Nancy stand im Kopierraum und wartete auf einen Stapel Arbeitsblätter, der zu langsam wuchs. Die Maschine schnurrte, ratterte, hielt an. Drei Seiten. Pause. Drei. Pause. Drei. Sie drückte zweimal auf „Start“, ohne zu wissen warum, und zog die fertigen Blätter heraus. Auf dem obersten hatte der Toner eine schwache Schlierenlinie gesetzt, einen flachen Bogen. Daneben noch zwei, kaum sichtbar.
Im Gang begegnete sie Luca. Er trug sein Heft unter dem Arm und tat so, als hätte er sie nicht erwartet. „Frau Richter,“ sagte er zu beiläufig, „wegen der Quellenkritik—ich hab’ da eine Frage.“
„Wir haben noch zehn Minuten bis zur nächsten Stunde,“ antwortete sie, „gehen wir ein Stück.“
Sie gingen schweigend die Treppe hinunter. Unten stand ein Eimer mit Putzwasser; jemand hatte zu viel hinein geschüttet, am Rand hing ein klarer Tropfen, der fiel. Klatschen. Dann der nächste. Drei Tropfen, Pause.

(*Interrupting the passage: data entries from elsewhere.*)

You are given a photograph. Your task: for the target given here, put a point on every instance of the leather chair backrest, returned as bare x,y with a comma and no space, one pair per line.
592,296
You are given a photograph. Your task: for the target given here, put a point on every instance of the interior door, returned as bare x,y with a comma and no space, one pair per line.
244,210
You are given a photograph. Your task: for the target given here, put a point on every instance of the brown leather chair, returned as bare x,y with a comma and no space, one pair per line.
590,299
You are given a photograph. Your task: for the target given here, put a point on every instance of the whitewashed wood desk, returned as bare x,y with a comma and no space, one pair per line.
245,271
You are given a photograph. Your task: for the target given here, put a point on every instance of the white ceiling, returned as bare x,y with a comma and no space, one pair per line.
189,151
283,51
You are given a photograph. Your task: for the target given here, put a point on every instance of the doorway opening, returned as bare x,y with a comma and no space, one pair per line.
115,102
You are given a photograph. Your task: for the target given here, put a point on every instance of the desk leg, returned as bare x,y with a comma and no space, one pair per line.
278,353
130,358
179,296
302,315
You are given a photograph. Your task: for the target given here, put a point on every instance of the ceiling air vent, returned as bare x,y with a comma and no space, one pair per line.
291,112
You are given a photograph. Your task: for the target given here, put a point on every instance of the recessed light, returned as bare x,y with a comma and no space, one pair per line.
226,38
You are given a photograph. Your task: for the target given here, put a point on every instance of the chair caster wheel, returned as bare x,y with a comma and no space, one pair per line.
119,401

„Ihre Frage,“ sagte Nancy.
Luca öffnete das Heft, doch es waren keine Notizen darin—nur eine leere Seite mit einer eingeritzten Linie, als hätte jemand mit dem Fingernagel über das Papier gezogen. „Wie unterscheidet man Zufall von Muster?“
„Man unterscheidet gar nicht,“ sagte Nancy. „Man prüft. Wer, was, wann, warum. Und wenn man es nicht prüfen kann, benennt man es als Hypothese. Nicht als Wahrheit.“
Luca nickte langsam. „Und wenn das Muster zuerst kommt und die Belege erst später?“
„Dann nennt man es noch lange Hypothese.“
„Auch wenn es dreimal klopft?“
Sie blieben stehen. Jemand schloss eine Tür. Das Geräusch lief über die Wand, als wäre sie hohl.

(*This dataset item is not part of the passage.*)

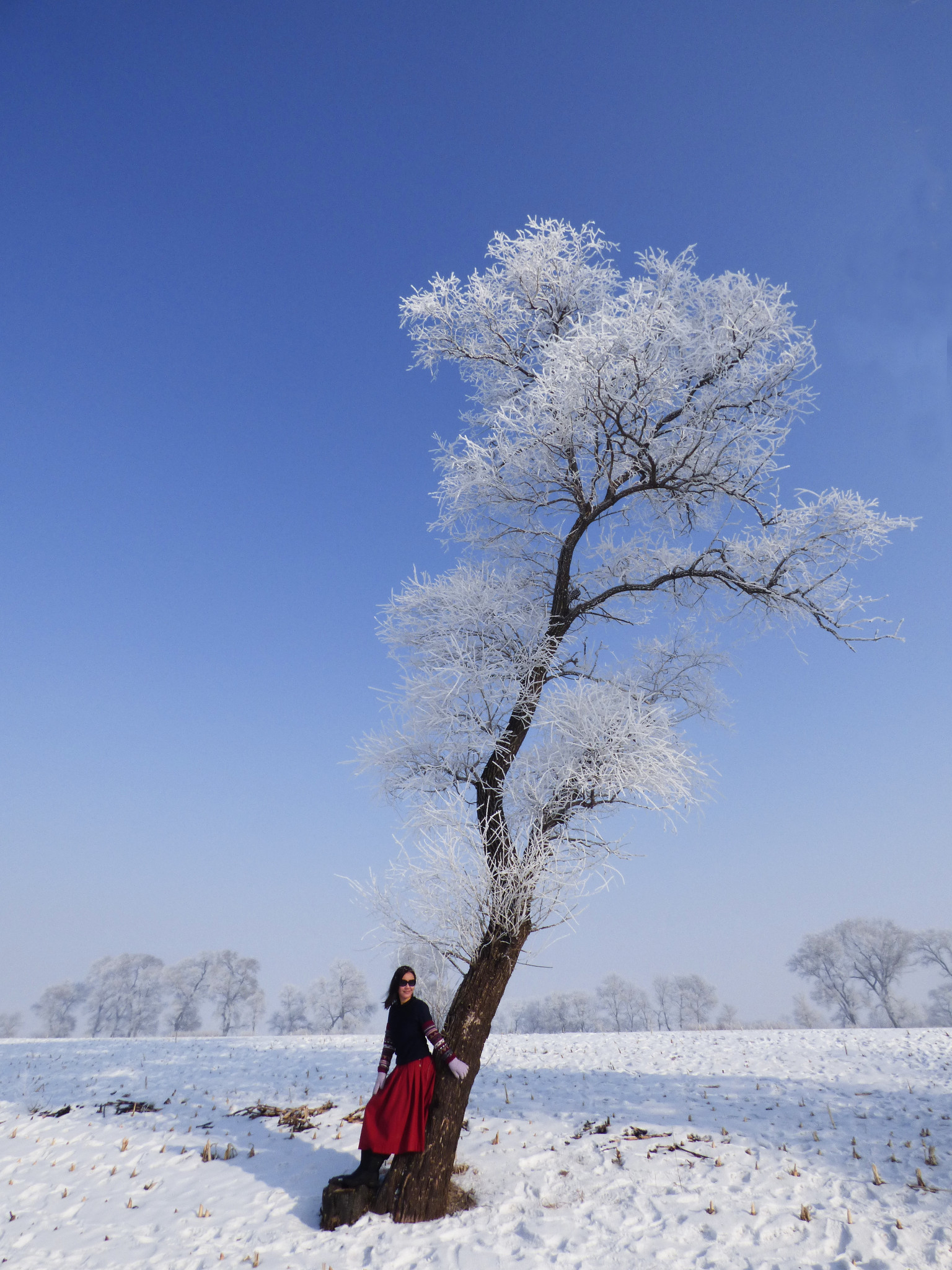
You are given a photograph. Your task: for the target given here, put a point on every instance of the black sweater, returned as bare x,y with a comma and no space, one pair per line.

„In die Klasse,“ sagte Nancy, und ihre Stimme klang normal. „Wir sind spät.“
Der Rest des Tages verging in Inseln. Stimmen, Tafel, Kreide. In einer Ecke des Klassenzimmers blinkte das Neonlicht drei Mal, blieb ruhig, blinkte drei Mal, blieb ruhig. Keiner sagte etwas. Nancy korrigierte nach Unterrichtsschluss zwei Arbeiten und schrieb lauter als nötig. Sie merkte, wie sie jede Regung des Gebäudes zählte.

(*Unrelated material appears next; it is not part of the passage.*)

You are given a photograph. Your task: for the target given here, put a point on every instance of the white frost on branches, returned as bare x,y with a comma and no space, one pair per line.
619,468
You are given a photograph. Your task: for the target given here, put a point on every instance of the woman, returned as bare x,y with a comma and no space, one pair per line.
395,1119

Auf dem Lehrerparkplatz wehte Wind, obwohl die Bäume stillhielten. Nancy öffnete das Auto, stieg ein, legte die Stirn einen Moment ans Lenkrad. Das Telefon lag im Beifahrersitz und vibrierte.
Unbekannte Nummer: „Nicht allein gehen.“
Sie starrte auf den Text, als läse sie eine Sprache, die sich weigerte, verstanden zu werden. Sie schrieb Wer sind Sie, löschte, schrieb Falsche Nummer, löschte wieder und steckte das Telefon weg.
Die Straße nach Hause war zu leer. Auf der Brücke hielt sie an der Ampel. Die Oberfläche des Flusses trug kleine, helle Wellen, die gegen den Pfeiler schlugen: drei, Pause. Drei, Pause. Sie fuhr weiter.
In der Wohnung versuchte sie zu kochen, schaltete den Herd an, stellte ihn wieder aus. Die Stille im Raum trug den Strandgeruch von heute Morgen in der Erinnerung. Sie ging an die Schieferplatte und fuhr mit dem Finger über die drei Bögen von gestern Nacht. Der Kreidestaub sprang an der Haut. Sie wischte ihn ab. Er blieb.
Sie setzte sich an den Tisch, legte die Hände flach auf die Oberfläche und wartete, ohne zu wissen worauf. Als das Telefon noch einmal vibrierte, erschrak sie weniger als erwartet.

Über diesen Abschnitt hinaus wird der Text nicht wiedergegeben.